W dzień treningowy bezpośrednio po treningu w siłowni musisz wprowadzić węglowodany proste, żeby ograniczyć rozpad białek w organiźmie. To może być odżywka typu Carbo, lub zwykła gluzkoza spożywcza, ze spożywczaka, za 2zł. Firma delecta, niebieska torebka 200g. Wsuń tego z 35g. Teraz uwaga, sposób przyżądzenia:> Normalnie rozpuszczona w wodzie jest okrutnie syfska.
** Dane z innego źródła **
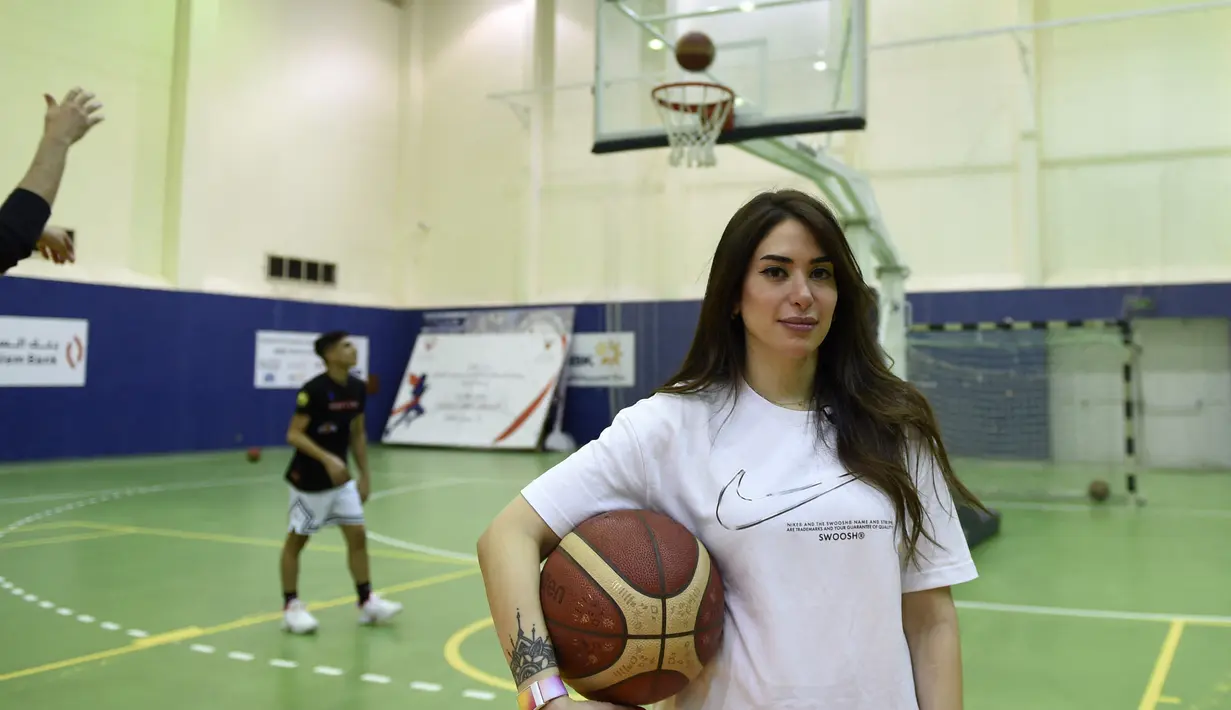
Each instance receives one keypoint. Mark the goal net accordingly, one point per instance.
(1029, 414)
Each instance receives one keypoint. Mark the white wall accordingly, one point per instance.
(361, 132)
(234, 128)
(1087, 155)
(115, 191)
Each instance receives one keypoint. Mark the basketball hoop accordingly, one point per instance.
(694, 113)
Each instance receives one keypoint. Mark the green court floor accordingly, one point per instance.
(153, 582)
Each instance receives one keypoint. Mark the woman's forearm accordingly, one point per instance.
(930, 620)
(510, 554)
(936, 655)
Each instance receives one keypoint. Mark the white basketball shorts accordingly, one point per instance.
(313, 511)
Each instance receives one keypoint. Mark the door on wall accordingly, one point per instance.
(1186, 393)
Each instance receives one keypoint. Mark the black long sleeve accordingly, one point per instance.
(22, 218)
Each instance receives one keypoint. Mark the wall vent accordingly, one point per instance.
(299, 270)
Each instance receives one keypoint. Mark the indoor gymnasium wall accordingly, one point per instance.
(467, 163)
(1091, 154)
(239, 129)
(115, 192)
(291, 145)
(234, 129)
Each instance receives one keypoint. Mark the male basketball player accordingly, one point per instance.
(25, 213)
(328, 422)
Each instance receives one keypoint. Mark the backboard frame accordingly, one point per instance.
(850, 118)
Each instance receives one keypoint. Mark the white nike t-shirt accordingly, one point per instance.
(810, 559)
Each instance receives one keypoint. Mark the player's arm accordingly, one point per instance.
(931, 624)
(22, 217)
(297, 436)
(360, 446)
(510, 553)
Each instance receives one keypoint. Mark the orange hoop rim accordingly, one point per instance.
(708, 107)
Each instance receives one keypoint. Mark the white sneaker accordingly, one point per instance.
(297, 619)
(377, 609)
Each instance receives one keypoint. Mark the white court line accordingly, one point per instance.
(154, 489)
(1093, 613)
(107, 463)
(1081, 508)
(417, 548)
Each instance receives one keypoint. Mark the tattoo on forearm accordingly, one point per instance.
(529, 655)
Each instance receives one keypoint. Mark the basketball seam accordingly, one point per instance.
(638, 636)
(595, 583)
(613, 601)
(662, 586)
(664, 596)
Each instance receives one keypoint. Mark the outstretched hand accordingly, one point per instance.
(70, 119)
(56, 244)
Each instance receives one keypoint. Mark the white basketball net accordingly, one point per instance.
(693, 115)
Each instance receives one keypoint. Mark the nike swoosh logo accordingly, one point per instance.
(736, 511)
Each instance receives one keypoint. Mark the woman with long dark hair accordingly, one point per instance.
(783, 426)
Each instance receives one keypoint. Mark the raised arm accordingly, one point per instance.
(25, 213)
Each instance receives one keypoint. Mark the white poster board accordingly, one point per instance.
(286, 359)
(602, 359)
(477, 389)
(43, 352)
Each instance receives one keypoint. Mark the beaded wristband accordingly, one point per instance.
(538, 693)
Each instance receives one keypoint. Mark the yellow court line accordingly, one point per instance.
(267, 543)
(453, 656)
(1162, 666)
(59, 539)
(197, 631)
(37, 527)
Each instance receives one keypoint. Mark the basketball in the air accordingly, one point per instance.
(633, 607)
(694, 51)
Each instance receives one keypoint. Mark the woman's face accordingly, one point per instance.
(789, 293)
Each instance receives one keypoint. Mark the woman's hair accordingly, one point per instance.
(877, 415)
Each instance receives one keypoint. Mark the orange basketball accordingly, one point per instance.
(694, 51)
(633, 606)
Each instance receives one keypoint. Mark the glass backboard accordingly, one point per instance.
(794, 67)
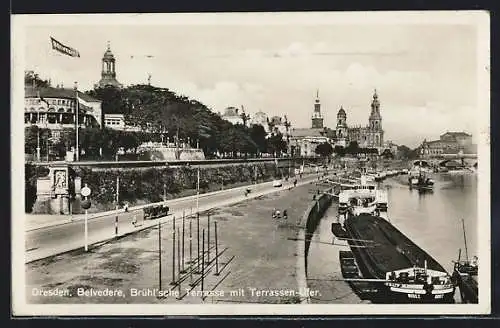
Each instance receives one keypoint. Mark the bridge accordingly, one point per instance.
(443, 159)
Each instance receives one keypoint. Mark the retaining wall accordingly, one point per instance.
(308, 224)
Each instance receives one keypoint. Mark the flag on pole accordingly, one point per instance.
(82, 104)
(58, 46)
(41, 98)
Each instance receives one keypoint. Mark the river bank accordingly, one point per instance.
(260, 254)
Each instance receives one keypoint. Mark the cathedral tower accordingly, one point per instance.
(376, 134)
(317, 119)
(108, 73)
(341, 131)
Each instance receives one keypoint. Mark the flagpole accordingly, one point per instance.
(76, 129)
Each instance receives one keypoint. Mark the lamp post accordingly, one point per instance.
(38, 144)
(77, 112)
(198, 191)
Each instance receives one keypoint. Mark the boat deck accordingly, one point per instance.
(386, 248)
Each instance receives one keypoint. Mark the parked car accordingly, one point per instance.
(277, 183)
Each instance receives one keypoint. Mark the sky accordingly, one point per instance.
(426, 75)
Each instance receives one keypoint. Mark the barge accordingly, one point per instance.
(398, 269)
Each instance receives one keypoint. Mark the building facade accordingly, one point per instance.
(448, 143)
(108, 71)
(303, 142)
(317, 118)
(260, 118)
(370, 136)
(55, 109)
(117, 122)
(233, 115)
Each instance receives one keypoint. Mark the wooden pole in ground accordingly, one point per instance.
(191, 250)
(159, 255)
(173, 259)
(208, 238)
(198, 237)
(216, 251)
(178, 255)
(183, 228)
(203, 263)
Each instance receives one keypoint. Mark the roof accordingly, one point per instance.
(306, 132)
(457, 134)
(51, 92)
(231, 111)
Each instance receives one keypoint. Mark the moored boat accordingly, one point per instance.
(364, 197)
(420, 180)
(401, 270)
(465, 274)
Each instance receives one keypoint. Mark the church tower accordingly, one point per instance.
(317, 119)
(376, 134)
(108, 73)
(341, 131)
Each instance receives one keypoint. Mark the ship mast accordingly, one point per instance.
(465, 241)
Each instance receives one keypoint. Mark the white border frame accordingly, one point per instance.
(479, 18)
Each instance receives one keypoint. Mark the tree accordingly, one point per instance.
(31, 78)
(276, 144)
(258, 135)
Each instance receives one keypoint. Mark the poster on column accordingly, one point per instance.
(392, 217)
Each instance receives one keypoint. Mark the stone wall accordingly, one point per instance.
(144, 185)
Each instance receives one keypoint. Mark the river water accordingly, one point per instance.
(432, 220)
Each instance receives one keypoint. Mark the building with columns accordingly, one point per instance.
(55, 108)
(303, 141)
(260, 118)
(370, 136)
(108, 71)
(317, 118)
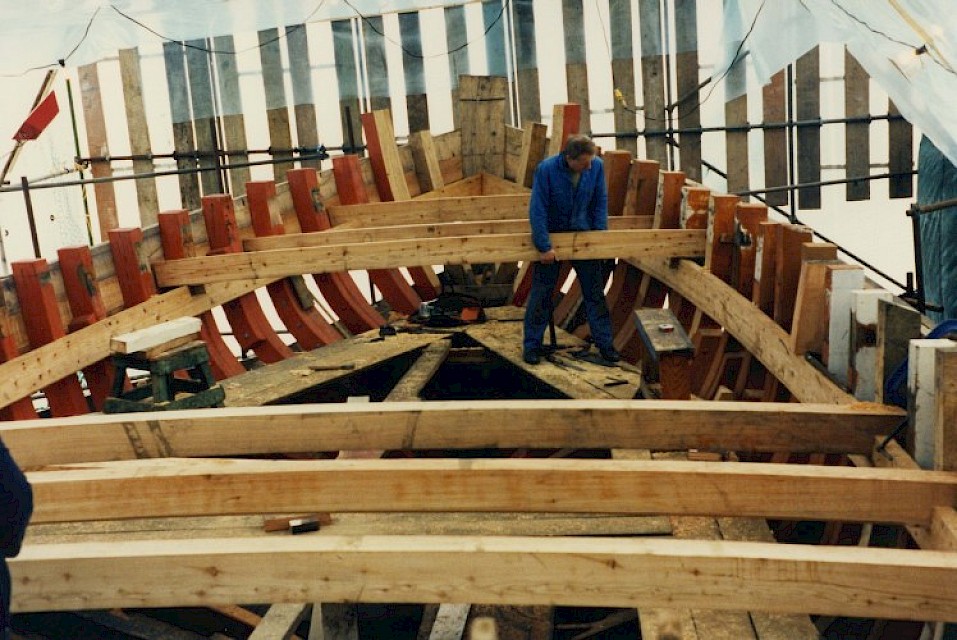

Powiem Ci jak ja to robię - odpowiednio wcześniej sypie glukoze do szklanki, zalewasz podgrzaną lekko wodą (lepiej się rozpuści), i teraz ważne - dodaj sobie cytryny, tak jak do herbaty. Wyciśnij plasterek. Potem obowiązkowo do lodówki, musi być dobrze schłodzone. Tak przygotowana mikstura jest jak najbardziej zjadliwa.
Spróbuj skomponować jakąś dietę, korzystając z tabel wartości dostępnych w necie, i wstaw ją na forum, tu Ci pomożemy.